# concentrate percentages



## Hardtail1969 (20/1/17)

Hi guys,

So i have been playing around a while now, and was wondering, how do you decide how much of a concentrate to use in a juice.

Do you mix a test batch of just the concentrate with some pg/vg? 

Or is there a general rule of thumb say 5% in 30ml?

I find that making 30ml only to find that the flavours are muted is a bit of a time wasting exercise.

Thanks in advance.


----------



## Rude Rudi (20/1/17)

I'm afraid this comes with experience and experimentation (note taking) - to find your own sweet spot...
For single flavour recipes, the best is to follow the average single use averages available on ELR and adjust up or down to find your preferred taste profile preference. When using this resource, type the name of your flavour and then look for the the highest number of recipes for that flavour. As per below example, there are many versions of Cap Sweet Strawberry as users can willy-nilly add flavours which leads to duplication. So in this example, follow the notes for the one with 70049 recipes as the notes and averages will be based on that sample vs the one above with only 4 comments.




Remember to always start low and work your way up (you can add but not take out). I generally use 10ml bottles to make tasters/experiment with new flavours. I use my old flavour concentrate bottles or you can pick 10ml bottles up at Wespack...

There is no average for flavours per se, as each manufacturer, category and profile is vastly different. A 5% Cap strawberry is completely different form a 5% INW strawberry - this comes from notes, research, recommendations, etc...

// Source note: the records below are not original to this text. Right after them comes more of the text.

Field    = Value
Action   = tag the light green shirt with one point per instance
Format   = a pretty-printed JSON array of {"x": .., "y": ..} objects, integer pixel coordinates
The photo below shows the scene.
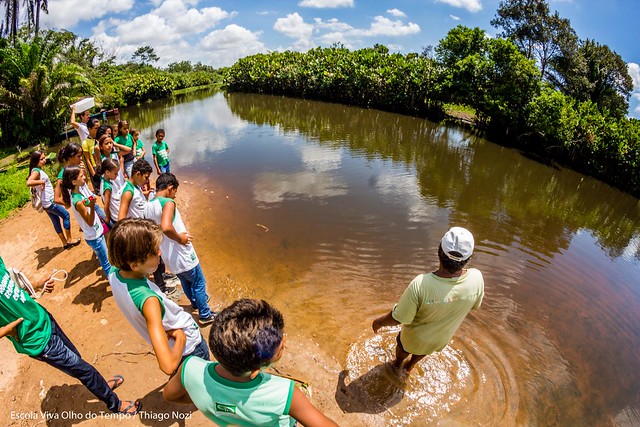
[
  {"x": 432, "y": 308},
  {"x": 35, "y": 330},
  {"x": 263, "y": 401}
]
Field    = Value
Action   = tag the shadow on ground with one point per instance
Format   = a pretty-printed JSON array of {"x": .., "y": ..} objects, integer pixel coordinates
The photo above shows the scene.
[{"x": 374, "y": 392}]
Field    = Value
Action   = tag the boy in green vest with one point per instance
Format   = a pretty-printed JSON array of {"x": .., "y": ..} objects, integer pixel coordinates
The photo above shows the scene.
[
  {"x": 34, "y": 332},
  {"x": 245, "y": 337}
]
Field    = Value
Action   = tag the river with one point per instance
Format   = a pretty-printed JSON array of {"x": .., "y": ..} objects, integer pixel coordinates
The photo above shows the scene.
[{"x": 329, "y": 212}]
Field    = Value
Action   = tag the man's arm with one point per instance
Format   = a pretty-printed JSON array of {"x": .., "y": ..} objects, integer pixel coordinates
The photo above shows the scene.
[
  {"x": 386, "y": 320},
  {"x": 174, "y": 391},
  {"x": 307, "y": 414},
  {"x": 168, "y": 357}
]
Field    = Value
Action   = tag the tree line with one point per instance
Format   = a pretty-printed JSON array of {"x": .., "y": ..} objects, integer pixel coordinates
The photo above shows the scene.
[
  {"x": 42, "y": 74},
  {"x": 537, "y": 87}
]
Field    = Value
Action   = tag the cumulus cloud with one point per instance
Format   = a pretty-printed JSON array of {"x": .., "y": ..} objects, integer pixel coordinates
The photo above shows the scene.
[
  {"x": 326, "y": 4},
  {"x": 332, "y": 25},
  {"x": 470, "y": 5},
  {"x": 293, "y": 26},
  {"x": 382, "y": 26},
  {"x": 190, "y": 20},
  {"x": 397, "y": 13},
  {"x": 68, "y": 13},
  {"x": 224, "y": 47}
]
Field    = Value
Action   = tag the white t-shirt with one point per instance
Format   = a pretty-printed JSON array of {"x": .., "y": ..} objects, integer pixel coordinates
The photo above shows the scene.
[
  {"x": 46, "y": 194},
  {"x": 90, "y": 231},
  {"x": 138, "y": 201},
  {"x": 131, "y": 294},
  {"x": 178, "y": 257}
]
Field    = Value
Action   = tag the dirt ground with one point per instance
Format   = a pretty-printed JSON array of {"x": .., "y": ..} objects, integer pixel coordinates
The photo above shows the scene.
[{"x": 35, "y": 394}]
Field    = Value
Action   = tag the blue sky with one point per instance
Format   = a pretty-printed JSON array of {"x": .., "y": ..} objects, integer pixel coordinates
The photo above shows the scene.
[{"x": 219, "y": 32}]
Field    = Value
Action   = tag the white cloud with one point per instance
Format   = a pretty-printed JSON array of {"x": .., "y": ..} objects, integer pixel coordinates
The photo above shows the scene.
[
  {"x": 144, "y": 30},
  {"x": 293, "y": 26},
  {"x": 326, "y": 4},
  {"x": 68, "y": 13},
  {"x": 470, "y": 5},
  {"x": 224, "y": 47},
  {"x": 191, "y": 20},
  {"x": 332, "y": 25},
  {"x": 382, "y": 26},
  {"x": 397, "y": 13}
]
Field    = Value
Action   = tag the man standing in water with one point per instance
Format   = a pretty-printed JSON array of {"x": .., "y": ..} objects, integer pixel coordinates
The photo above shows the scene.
[{"x": 434, "y": 305}]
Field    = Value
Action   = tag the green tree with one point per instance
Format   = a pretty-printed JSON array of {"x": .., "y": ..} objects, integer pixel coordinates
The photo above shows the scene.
[
  {"x": 593, "y": 72},
  {"x": 490, "y": 75},
  {"x": 538, "y": 34},
  {"x": 180, "y": 67},
  {"x": 36, "y": 89},
  {"x": 145, "y": 55}
]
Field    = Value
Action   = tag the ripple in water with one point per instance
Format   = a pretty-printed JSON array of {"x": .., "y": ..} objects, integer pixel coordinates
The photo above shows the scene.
[{"x": 469, "y": 382}]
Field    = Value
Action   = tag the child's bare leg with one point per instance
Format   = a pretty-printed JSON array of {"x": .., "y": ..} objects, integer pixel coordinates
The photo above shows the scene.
[
  {"x": 62, "y": 239},
  {"x": 415, "y": 358}
]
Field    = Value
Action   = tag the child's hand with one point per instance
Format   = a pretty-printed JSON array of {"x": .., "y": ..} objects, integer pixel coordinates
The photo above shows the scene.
[
  {"x": 45, "y": 282},
  {"x": 185, "y": 238},
  {"x": 11, "y": 329},
  {"x": 173, "y": 334}
]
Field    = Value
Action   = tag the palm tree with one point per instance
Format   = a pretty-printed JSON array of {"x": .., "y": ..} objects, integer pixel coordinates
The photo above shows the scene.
[
  {"x": 12, "y": 16},
  {"x": 36, "y": 90}
]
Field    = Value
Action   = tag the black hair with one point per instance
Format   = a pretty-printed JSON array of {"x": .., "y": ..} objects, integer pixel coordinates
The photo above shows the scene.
[
  {"x": 141, "y": 166},
  {"x": 165, "y": 180},
  {"x": 452, "y": 266},
  {"x": 92, "y": 122},
  {"x": 107, "y": 165},
  {"x": 68, "y": 151},
  {"x": 121, "y": 125},
  {"x": 245, "y": 336},
  {"x": 102, "y": 129},
  {"x": 69, "y": 175},
  {"x": 34, "y": 159}
]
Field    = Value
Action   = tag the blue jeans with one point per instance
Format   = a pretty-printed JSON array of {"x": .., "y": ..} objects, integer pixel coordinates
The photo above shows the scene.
[
  {"x": 99, "y": 246},
  {"x": 56, "y": 213},
  {"x": 166, "y": 168},
  {"x": 100, "y": 212},
  {"x": 201, "y": 350},
  {"x": 127, "y": 167},
  {"x": 63, "y": 355},
  {"x": 195, "y": 288}
]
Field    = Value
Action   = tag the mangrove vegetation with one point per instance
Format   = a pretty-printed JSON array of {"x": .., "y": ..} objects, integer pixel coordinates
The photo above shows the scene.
[{"x": 538, "y": 87}]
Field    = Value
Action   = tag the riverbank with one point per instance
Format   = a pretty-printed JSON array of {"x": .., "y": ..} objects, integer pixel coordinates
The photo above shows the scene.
[{"x": 85, "y": 308}]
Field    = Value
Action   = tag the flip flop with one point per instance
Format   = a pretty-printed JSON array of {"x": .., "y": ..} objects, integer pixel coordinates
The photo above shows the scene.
[
  {"x": 136, "y": 406},
  {"x": 72, "y": 244},
  {"x": 117, "y": 381}
]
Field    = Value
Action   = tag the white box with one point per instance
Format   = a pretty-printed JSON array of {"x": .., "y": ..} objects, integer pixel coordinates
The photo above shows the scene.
[{"x": 84, "y": 104}]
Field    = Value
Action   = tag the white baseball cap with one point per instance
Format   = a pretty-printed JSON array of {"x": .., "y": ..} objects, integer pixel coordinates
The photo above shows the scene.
[{"x": 460, "y": 240}]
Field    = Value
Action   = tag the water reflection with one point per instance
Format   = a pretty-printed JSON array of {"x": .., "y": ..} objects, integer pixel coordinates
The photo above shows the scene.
[{"x": 355, "y": 202}]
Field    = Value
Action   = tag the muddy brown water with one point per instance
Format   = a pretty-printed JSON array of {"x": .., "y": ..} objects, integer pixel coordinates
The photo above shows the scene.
[{"x": 329, "y": 211}]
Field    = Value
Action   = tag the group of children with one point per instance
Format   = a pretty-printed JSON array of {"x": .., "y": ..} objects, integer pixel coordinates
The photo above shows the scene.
[{"x": 145, "y": 231}]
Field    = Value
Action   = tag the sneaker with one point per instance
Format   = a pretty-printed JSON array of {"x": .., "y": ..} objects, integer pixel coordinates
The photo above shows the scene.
[
  {"x": 195, "y": 309},
  {"x": 208, "y": 320}
]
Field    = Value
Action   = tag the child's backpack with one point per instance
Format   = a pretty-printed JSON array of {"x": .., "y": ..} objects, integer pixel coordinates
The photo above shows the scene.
[{"x": 36, "y": 202}]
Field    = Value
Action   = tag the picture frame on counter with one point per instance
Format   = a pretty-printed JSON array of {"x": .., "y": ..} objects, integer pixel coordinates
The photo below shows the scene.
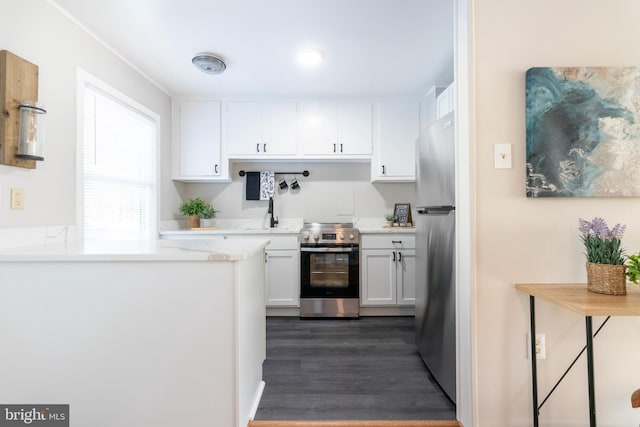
[{"x": 402, "y": 212}]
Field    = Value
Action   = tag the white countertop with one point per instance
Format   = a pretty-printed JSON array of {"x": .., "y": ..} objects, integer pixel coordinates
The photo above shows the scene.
[
  {"x": 287, "y": 226},
  {"x": 145, "y": 250}
]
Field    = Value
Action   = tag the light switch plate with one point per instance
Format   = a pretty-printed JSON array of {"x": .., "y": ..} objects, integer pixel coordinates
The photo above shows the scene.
[
  {"x": 502, "y": 156},
  {"x": 17, "y": 198}
]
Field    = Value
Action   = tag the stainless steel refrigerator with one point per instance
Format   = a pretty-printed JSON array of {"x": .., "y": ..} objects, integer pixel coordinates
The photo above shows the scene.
[{"x": 435, "y": 252}]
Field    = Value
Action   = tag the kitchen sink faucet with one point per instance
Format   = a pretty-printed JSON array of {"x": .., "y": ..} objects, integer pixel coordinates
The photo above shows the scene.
[{"x": 274, "y": 221}]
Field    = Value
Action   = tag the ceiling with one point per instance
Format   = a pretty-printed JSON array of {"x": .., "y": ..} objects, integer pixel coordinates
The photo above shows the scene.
[{"x": 370, "y": 47}]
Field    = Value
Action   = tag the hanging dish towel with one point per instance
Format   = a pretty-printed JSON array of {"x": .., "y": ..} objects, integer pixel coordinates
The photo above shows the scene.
[
  {"x": 253, "y": 186},
  {"x": 267, "y": 184}
]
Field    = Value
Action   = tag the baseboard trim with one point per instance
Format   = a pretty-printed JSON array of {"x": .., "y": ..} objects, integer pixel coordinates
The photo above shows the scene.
[
  {"x": 256, "y": 400},
  {"x": 356, "y": 423}
]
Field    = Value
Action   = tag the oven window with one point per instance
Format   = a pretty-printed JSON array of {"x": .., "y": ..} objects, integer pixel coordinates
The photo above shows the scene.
[{"x": 329, "y": 270}]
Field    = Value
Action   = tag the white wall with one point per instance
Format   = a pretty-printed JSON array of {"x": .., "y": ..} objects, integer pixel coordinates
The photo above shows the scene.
[
  {"x": 333, "y": 191},
  {"x": 522, "y": 240},
  {"x": 36, "y": 31}
]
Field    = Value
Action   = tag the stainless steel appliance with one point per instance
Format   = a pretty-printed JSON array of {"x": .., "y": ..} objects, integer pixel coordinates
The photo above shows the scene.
[
  {"x": 329, "y": 270},
  {"x": 435, "y": 250}
]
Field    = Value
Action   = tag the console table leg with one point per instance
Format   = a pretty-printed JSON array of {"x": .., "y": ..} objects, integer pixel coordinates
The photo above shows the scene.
[
  {"x": 592, "y": 397},
  {"x": 534, "y": 362}
]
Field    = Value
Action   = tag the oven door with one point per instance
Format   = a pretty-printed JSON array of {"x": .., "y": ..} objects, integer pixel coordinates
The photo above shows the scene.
[{"x": 329, "y": 271}]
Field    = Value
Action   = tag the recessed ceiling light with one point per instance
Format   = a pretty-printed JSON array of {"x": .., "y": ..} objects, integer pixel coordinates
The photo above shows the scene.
[
  {"x": 209, "y": 63},
  {"x": 310, "y": 57}
]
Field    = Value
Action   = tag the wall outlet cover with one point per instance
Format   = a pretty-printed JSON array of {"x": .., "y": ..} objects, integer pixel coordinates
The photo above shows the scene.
[
  {"x": 17, "y": 198},
  {"x": 502, "y": 156}
]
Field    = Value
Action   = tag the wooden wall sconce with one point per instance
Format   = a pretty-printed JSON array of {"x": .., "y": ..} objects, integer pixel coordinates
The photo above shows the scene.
[{"x": 18, "y": 83}]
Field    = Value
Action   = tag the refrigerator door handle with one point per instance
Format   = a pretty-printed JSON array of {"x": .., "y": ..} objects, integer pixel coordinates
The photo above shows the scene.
[{"x": 435, "y": 210}]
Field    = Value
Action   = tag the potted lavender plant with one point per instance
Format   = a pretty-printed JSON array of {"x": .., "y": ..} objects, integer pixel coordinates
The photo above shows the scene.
[{"x": 606, "y": 272}]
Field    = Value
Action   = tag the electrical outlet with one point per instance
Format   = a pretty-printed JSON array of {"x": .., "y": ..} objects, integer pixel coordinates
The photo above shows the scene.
[
  {"x": 17, "y": 198},
  {"x": 502, "y": 156},
  {"x": 541, "y": 346}
]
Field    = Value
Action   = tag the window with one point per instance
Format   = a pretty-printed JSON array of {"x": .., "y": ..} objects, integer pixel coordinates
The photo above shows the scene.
[{"x": 119, "y": 164}]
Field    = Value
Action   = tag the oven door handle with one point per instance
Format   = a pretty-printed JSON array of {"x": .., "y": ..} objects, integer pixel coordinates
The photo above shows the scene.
[{"x": 327, "y": 249}]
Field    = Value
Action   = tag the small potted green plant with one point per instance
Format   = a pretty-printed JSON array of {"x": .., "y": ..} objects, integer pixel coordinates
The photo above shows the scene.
[
  {"x": 633, "y": 268},
  {"x": 390, "y": 218},
  {"x": 207, "y": 216},
  {"x": 605, "y": 256},
  {"x": 193, "y": 209}
]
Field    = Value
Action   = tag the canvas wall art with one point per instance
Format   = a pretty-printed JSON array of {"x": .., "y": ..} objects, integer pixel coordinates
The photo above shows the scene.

Reactions: Like 2 | Agree 1 | Informative 1


----------



## ivc_mixer (20/1/17)

A recommendation for all new DIY vapers out there is to check out some of the youtube vids on flavour profiles. One that helped me a lot in the beginning was DIY or DIE (Wayne). He gives solid reviews on a lot of flavours and helps with percentages, etc. Take notes though as there is a lot of information being offered. The reviews he does is just suggestions, so if he says that for example TFA Strawberry can be used at percentages between 3-4% it does not mean you cannot try it at 5-6%, but do not go to 10% or such unless you do single flavour mix testing in a 10ml bottle or such. Note to the wise, and it is covered in most reviews, FA (Flavor Art) is strong, so almost never go over 2%.

Reactions: Like 1


----------